Method for encrypting an image of image processing apparatus

The present invention relates to an image encryption method of an image processing apparatus, and more particularly, to an image encryption method of an image processing apparatus capable of improving the performance of the image processing apparatus by simplifying the image encryption process.

In general, an image processing apparatus refers to an apparatus that performs a series of processing processes for an image, such as photographing an external image to generate and store image data. Recently, with the development of information and communication technology, the form of the image data has been gradually changed from the conventional analog form into the digital form of the image data, which is easy to process and does not cause deterioration in quality. In addition, such image data is widely distributed and used on the Internet or through various storage media such as a floppy disk, a hard disk, a CD-ROM, and a removable memory. As such, due to the ease of storing and converting image data in a digital form, mass replication, and circulation, the seriousness of the security problem for image data is increasing through virtual space, and various security methods for protecting image data have been developed. have. In particular, among the image processing apparatus, there is a device in which the security of the image data is important to prevent unauthorized persons from viewing the image data, such as a vehicle black box and a closed-circuit television (CCTV). Can be.

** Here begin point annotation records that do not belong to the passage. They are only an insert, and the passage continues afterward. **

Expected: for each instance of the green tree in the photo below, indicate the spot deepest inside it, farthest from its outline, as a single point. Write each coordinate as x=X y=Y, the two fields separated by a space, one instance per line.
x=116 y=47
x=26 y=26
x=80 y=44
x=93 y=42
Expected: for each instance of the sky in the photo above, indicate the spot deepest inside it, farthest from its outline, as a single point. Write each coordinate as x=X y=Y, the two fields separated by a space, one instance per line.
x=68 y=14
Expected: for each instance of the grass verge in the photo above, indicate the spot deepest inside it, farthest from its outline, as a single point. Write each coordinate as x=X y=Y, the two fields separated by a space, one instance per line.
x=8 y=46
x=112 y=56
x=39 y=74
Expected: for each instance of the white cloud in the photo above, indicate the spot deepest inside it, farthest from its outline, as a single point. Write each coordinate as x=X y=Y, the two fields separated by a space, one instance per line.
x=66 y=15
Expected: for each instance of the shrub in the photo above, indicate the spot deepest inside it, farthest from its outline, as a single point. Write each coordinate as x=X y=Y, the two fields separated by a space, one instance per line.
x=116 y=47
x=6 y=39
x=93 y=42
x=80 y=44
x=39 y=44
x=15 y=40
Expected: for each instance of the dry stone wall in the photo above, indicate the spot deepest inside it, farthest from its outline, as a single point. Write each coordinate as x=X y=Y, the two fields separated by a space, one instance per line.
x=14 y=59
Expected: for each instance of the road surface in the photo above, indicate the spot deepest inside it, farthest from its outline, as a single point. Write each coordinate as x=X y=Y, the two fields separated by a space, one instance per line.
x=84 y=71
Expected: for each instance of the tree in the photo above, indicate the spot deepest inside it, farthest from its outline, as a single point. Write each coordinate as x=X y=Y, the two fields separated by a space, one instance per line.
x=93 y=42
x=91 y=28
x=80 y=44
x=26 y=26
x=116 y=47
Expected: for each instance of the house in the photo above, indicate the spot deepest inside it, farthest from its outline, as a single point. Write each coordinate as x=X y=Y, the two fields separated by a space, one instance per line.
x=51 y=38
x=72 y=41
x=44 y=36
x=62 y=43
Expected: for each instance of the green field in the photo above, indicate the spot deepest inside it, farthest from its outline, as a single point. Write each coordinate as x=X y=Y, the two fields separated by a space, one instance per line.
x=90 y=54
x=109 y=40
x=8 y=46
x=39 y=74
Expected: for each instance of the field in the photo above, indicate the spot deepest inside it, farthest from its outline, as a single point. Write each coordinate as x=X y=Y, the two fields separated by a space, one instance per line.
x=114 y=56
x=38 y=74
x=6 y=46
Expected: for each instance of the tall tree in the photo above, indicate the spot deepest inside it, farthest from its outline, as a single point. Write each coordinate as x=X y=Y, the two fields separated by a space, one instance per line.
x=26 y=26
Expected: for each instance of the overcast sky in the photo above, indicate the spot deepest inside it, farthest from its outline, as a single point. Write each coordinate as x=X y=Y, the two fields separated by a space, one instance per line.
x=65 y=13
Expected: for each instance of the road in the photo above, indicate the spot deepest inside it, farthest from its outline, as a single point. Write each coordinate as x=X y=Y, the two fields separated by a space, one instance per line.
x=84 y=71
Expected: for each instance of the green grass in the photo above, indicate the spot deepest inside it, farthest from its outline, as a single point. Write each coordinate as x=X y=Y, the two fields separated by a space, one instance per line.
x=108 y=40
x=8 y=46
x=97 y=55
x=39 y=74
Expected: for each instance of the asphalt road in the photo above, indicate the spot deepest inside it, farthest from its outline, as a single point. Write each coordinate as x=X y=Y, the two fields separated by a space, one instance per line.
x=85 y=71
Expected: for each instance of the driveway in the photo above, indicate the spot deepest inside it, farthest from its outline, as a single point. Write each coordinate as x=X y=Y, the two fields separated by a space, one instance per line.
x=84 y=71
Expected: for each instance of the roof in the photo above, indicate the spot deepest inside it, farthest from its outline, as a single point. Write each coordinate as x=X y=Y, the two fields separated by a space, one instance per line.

In general, encryption of image data in the form of digital data is a technical field applied when storing or transmitting image data so as to provide information available only to a user having access to the image data. As the encryption method of the image data, a method for encrypting digital data may be applied. Examples of the encryption method include a DES encryption algorithm, a triple DES encryption algorithm, an RSA public key encryption algorithm, and the like. Through this encryption method, the image data stored or transmitted can be encrypted, and only the user who has access to the image data can restore the encrypted image data through an input such as a public key or a secret key.

However, the conventional encryption method has a high level of security for image data, but in order to encrypt the image data, the performance and power consumption of the central processing unit (CPU) in the image processing unit are high. As such, there is a difficulty in applying it universally to a small device or an embedded system.

Accordingly, there is a need for an image encryption method of an image processing apparatus that can simplify the image encryption process and improve the performance of the image processing apparatus.

The present invention has been devised to solve the above problems, and an object of the present invention is to divide and rearrange each of the plurality of image frames constituting the image data into a plurality of frame blocks, thereby encrypting the structure of the image frame. It is to provide an image encryption method of an image processing apparatus that can simplify the image encryption process and improve the performance of the image processing apparatus.

The technical problem of the present invention is not limited to those mentioned above, and another technical problem which is not mentioned can be clearly understood by those skilled in the art from the following description.

In order to achieve the above object, an image encryption method of an image processing apparatus according to an embodiment of the present invention includes an image capturing unit for capturing an external image, and an image including a data storage unit for storing the image captured by the image capturing unit An image encryption method of a processing apparatus, comprising: generating a plurality of image frames by encoding an image photographed by an image photographing unit, and for each of the image frames constituting the plurality of image frames, Dividing into a plurality of frame blocks having an arbitrary size, rearranging the order of the plurality of frame blocks for each of the image frames, and generating an encrypted image frame; Generating size and order information, each encrypted portion constituting the plurality of image frames Generating image data by combining the respective encrypted image frames with respect to the image frame, and storing the image data and size and order information of the plurality of frame blocks in a data storage unit; The size and order information of the frame block is characterized in that is stored encrypted.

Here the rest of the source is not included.